Accountability

Queen’s University Library is committed to providing our community members with the information they need while serving as responsible stewards of public funds.

Working in collaboration with our community and peer institutions, one strategy involves modifying the ways we purchase information, in particular from journal publishers whose pricing and bundling of content pose significant challenges. Our steps in that strategy are outlined below. At the same time, we’re working to advance alternative, cost-effective scholarly communication models that leverage digital opportunities to enable access to the widest possible audience at the earliest possible opportunity; see Innovation.

The highest possible proportion of public dollars invested in research and education should be spent directly on research and education. While supportive of strong private-sector relationships, and understanding the complexities of scholarly publishing, the U15 is concerned that the business model that is prevalent among for-profit book and journal publishers may impose undue financial pressure on the research and education ecosystem.

How We’re Working With You to Modify our Acquisitions Practices

1. Raise Awareness, Listen & Gather Data

The library is engaging extensively with the Queen’s university community to raise awareness of the challenges with prevalent publishing models and listen to individuals’ perspectives. In 2016-17, consultations included a forum co-sponsored by the Senate Library Committee, and presentations to 13 academic groups across the university, including Senate and Faculty Boards. Similar consultations have continued  throughout 2017 and 2018. And, liaison librarians continue to monitor the needs of their disciplines on an ongoing basis.

To learn more about which journals are important to Queen’s researchers, we engaged in a Journal Usage Project in 2016-17.

2. Identify High Value Journals for Queen’s 

The Journal Usage Project data analysis completed in 2017-18 showed that:

  • 15.22% of all available journals appear to be considered high priority by the Queen’s community (preliminary estimate)
  • The cost per use is extremely high in some cases – in the thousands of dollars for a single article

In the spring of 2018 we invited Queen’s faculty members and graduate students to review a database of the highly-valued journal titles, as identified by the JUP to tell us if we missed anything.  

3. Pilot Implementation

The library will continue to provide you with the information you need.

Buillding on the observations from the Journal Usage Project and further community input obtained in Spring 2018, we analyzed the best options for obtaining journal articles. Considerations included:

  • researchers’ input regarding Queen’s highly-valued journals 
  • perpetual access to backfiles, for example through Scholar’s Portal
  • consortial offerings and pricing
  • cost per use
  • Open Access availability
  • document delivery and inter-library loan options
  • other factors as they arise in an evolving landscape.
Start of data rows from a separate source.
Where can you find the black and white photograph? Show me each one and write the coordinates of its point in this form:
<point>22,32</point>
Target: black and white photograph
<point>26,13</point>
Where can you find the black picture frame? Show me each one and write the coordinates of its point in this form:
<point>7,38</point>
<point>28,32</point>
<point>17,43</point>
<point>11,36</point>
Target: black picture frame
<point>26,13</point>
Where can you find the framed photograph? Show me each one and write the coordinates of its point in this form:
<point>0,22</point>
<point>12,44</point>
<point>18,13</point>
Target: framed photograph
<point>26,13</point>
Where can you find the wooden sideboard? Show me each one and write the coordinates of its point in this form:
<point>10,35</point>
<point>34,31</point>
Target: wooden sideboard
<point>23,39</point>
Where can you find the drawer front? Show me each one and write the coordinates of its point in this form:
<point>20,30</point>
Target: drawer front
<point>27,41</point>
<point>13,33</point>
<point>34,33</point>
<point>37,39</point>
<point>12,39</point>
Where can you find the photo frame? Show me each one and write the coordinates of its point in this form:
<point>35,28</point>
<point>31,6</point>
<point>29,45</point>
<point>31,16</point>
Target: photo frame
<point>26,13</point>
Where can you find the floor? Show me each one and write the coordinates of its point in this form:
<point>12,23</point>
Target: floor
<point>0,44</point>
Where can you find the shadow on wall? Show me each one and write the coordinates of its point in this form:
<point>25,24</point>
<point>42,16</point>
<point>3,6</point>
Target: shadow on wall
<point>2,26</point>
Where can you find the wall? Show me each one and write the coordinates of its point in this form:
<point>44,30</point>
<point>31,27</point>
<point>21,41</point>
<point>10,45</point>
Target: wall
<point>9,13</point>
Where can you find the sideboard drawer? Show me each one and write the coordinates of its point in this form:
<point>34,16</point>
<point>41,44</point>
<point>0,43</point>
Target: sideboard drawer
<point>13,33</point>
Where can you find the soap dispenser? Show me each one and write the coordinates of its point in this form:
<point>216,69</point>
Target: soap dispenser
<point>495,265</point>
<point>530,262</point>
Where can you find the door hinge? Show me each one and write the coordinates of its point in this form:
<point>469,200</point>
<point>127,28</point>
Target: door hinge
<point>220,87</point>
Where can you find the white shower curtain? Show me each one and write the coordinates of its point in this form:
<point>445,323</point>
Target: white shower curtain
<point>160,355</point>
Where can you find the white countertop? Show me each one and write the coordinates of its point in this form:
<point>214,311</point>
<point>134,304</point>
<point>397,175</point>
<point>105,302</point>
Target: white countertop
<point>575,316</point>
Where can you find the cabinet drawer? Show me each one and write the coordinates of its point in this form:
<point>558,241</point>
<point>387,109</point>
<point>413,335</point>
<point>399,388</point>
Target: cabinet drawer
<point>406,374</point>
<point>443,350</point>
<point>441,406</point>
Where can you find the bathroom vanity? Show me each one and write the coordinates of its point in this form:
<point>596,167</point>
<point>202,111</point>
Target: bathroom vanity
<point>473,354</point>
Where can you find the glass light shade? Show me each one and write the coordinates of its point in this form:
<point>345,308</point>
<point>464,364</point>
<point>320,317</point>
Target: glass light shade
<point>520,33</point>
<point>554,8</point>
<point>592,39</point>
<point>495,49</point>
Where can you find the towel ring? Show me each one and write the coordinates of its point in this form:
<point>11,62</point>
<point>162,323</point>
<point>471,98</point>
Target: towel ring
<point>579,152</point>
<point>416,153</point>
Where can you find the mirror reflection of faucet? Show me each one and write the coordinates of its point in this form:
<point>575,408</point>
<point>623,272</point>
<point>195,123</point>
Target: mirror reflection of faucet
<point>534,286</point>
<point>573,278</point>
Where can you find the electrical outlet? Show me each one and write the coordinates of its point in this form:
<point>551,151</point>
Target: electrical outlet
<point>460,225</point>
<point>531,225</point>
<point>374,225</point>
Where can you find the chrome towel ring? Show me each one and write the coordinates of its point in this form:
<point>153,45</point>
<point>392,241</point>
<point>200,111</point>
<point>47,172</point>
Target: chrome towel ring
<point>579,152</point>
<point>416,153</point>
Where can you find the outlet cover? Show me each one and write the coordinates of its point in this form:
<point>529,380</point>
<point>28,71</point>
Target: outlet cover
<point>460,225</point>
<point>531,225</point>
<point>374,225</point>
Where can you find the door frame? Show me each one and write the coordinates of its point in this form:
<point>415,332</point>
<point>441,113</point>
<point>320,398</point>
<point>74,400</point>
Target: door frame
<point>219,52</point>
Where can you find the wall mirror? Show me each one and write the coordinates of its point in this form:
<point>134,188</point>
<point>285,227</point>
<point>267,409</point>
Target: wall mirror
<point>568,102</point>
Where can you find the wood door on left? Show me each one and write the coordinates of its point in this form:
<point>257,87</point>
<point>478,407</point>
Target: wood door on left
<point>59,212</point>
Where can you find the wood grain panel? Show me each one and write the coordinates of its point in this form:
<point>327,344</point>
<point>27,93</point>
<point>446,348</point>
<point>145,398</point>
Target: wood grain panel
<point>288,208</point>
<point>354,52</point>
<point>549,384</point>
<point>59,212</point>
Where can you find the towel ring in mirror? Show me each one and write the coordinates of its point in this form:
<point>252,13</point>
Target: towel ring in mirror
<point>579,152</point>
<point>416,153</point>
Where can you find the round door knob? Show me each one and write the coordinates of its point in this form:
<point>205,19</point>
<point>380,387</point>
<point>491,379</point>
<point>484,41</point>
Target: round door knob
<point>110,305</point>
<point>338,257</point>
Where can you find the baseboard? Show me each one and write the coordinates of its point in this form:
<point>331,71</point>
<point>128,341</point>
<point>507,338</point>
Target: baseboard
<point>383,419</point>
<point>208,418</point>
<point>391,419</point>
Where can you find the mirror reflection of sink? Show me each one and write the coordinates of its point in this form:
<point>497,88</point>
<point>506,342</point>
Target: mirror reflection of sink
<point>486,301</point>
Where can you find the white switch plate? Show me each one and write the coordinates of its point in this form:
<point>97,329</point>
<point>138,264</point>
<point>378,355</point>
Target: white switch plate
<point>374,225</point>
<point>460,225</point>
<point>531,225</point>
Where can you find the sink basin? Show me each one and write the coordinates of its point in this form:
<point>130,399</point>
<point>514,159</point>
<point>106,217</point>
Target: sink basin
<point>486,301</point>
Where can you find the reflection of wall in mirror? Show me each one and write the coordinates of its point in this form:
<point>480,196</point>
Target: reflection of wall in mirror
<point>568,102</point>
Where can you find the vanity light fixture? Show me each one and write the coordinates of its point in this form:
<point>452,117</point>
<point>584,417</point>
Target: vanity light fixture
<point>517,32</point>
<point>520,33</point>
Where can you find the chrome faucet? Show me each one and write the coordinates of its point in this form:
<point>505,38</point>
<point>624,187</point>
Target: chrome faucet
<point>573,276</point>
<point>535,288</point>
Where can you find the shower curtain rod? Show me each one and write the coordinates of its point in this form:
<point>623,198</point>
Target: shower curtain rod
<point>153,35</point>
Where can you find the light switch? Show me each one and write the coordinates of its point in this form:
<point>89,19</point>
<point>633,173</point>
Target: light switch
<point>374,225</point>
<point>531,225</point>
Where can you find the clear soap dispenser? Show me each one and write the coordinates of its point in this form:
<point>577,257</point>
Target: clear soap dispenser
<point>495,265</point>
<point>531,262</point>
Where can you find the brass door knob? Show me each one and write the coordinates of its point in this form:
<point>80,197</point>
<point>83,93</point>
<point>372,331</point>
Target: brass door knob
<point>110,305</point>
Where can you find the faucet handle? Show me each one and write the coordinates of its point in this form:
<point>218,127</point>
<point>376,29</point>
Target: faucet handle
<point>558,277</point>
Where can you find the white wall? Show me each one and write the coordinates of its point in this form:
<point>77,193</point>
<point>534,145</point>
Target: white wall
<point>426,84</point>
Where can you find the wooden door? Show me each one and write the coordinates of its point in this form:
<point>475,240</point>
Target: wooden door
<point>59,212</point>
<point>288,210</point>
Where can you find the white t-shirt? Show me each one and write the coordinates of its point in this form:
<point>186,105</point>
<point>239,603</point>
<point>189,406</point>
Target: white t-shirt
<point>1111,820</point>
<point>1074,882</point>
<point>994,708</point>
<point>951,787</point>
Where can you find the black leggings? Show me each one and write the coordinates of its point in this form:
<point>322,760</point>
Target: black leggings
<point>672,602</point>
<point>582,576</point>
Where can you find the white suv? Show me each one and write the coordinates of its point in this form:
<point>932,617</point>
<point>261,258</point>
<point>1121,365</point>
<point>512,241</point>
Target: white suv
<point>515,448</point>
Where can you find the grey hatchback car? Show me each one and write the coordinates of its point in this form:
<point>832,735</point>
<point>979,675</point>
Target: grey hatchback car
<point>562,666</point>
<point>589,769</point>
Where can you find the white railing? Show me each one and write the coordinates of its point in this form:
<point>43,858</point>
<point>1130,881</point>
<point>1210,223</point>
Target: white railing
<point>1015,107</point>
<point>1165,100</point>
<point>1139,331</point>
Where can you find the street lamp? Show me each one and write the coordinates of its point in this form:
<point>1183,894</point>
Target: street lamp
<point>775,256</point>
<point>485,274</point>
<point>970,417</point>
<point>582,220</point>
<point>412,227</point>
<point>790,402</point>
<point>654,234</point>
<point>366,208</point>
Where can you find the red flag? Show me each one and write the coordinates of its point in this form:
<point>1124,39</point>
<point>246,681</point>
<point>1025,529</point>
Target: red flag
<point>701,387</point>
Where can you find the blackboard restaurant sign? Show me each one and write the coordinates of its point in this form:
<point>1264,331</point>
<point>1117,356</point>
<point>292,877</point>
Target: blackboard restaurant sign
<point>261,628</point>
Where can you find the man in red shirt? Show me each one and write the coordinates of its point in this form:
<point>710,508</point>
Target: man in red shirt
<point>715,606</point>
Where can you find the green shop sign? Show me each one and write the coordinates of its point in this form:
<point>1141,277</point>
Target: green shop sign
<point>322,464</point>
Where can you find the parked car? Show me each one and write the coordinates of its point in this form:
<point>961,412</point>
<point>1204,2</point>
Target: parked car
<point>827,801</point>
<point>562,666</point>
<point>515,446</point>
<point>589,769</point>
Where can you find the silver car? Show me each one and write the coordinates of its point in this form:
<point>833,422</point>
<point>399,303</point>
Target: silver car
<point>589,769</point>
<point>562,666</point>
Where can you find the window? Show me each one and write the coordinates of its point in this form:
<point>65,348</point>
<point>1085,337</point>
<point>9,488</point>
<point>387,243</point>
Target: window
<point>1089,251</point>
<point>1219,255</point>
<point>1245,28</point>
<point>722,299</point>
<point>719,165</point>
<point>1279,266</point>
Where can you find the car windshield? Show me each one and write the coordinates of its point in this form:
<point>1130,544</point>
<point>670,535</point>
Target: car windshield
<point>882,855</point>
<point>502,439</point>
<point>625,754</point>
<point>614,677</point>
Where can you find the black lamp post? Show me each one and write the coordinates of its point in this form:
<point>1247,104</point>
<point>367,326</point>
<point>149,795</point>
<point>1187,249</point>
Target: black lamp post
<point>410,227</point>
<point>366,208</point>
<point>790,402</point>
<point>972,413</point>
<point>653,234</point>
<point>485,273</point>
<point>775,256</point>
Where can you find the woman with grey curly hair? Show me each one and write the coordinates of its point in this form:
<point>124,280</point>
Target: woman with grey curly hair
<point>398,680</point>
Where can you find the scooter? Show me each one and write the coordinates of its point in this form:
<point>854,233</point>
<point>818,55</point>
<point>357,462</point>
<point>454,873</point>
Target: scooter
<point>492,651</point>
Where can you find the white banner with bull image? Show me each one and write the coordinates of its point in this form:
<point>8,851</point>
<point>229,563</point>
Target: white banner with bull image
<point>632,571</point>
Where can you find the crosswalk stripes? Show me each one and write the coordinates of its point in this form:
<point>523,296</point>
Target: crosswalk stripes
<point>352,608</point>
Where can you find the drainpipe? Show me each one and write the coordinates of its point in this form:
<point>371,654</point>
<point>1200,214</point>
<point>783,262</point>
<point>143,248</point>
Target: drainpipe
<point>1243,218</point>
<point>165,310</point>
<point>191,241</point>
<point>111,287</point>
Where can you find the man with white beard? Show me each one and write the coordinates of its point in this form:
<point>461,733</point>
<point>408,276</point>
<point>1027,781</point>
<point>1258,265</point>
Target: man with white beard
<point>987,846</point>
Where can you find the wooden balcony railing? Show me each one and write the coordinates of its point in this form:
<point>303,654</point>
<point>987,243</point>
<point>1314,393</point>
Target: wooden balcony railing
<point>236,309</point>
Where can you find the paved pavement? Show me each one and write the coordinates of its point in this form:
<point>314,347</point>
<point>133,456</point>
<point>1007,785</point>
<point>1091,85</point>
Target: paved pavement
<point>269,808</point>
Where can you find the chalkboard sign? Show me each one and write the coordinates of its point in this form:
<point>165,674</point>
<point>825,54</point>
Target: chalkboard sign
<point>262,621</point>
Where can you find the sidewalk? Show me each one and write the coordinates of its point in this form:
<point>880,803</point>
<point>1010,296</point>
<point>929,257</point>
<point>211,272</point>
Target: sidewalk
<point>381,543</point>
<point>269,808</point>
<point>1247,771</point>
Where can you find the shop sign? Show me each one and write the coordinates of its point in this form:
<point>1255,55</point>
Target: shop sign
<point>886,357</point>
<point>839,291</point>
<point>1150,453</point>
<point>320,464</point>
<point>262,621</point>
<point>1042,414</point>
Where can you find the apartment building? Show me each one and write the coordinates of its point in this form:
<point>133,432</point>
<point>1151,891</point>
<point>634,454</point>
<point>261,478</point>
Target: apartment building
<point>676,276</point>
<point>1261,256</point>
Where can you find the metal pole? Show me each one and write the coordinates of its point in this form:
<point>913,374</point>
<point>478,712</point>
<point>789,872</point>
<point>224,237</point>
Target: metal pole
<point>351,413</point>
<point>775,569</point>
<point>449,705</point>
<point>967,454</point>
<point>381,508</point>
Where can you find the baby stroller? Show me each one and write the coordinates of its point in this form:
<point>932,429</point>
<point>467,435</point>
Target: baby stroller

Beginning in 2019 the library will pilot alternative access options for a small subset of journal articles. The pilot will be guided by the results of Queen’s Journal Usage Project and the high-value journals identified by the Queen’s community. We will continue to consult with faculty and students in evaluating alternative access models to journal articles, and more flexible acquisitions practices to support research and teaching at the university.

Modifying Acquisitions Practices (MAP) Pilot

What Others are Saying

There is widespread (even if not universal) agreement that something is deeply wrong with the current system of academic publishing… The basic point…. is that the really hard parts — the writing of papers, and the peer review and selection of the ones to publish — are done voluntarily by academics, and modern technology makes things like typesetting and dissemination extremely cheap. And yet publishers are making more money than ever before. They do this by insisting that we give them ownership of the content we produce… 

… we cannot buy our way out of this … We really have to change the model.

…la consultation démontre clairement l'effet pernicieux de la mainmise des éditeurs commerciaux sur la diffusion du savoir.

…the consultation clearly demonstrates the harmful stranglehold that commercial publishers have on the dissemination of knowledge.

[Libraries] are developing their own strategies to maintain high-quality collections in the face of publishers’ strategies to maintain high-profit margins.

Why do publishers bundle? It’s about consolidation and money.

Locally, nationally and globally, libraries are investigating ways to provide a path forward for future access to scholarly publishing with the goal of creating a sustainable structure which supports research dissemination.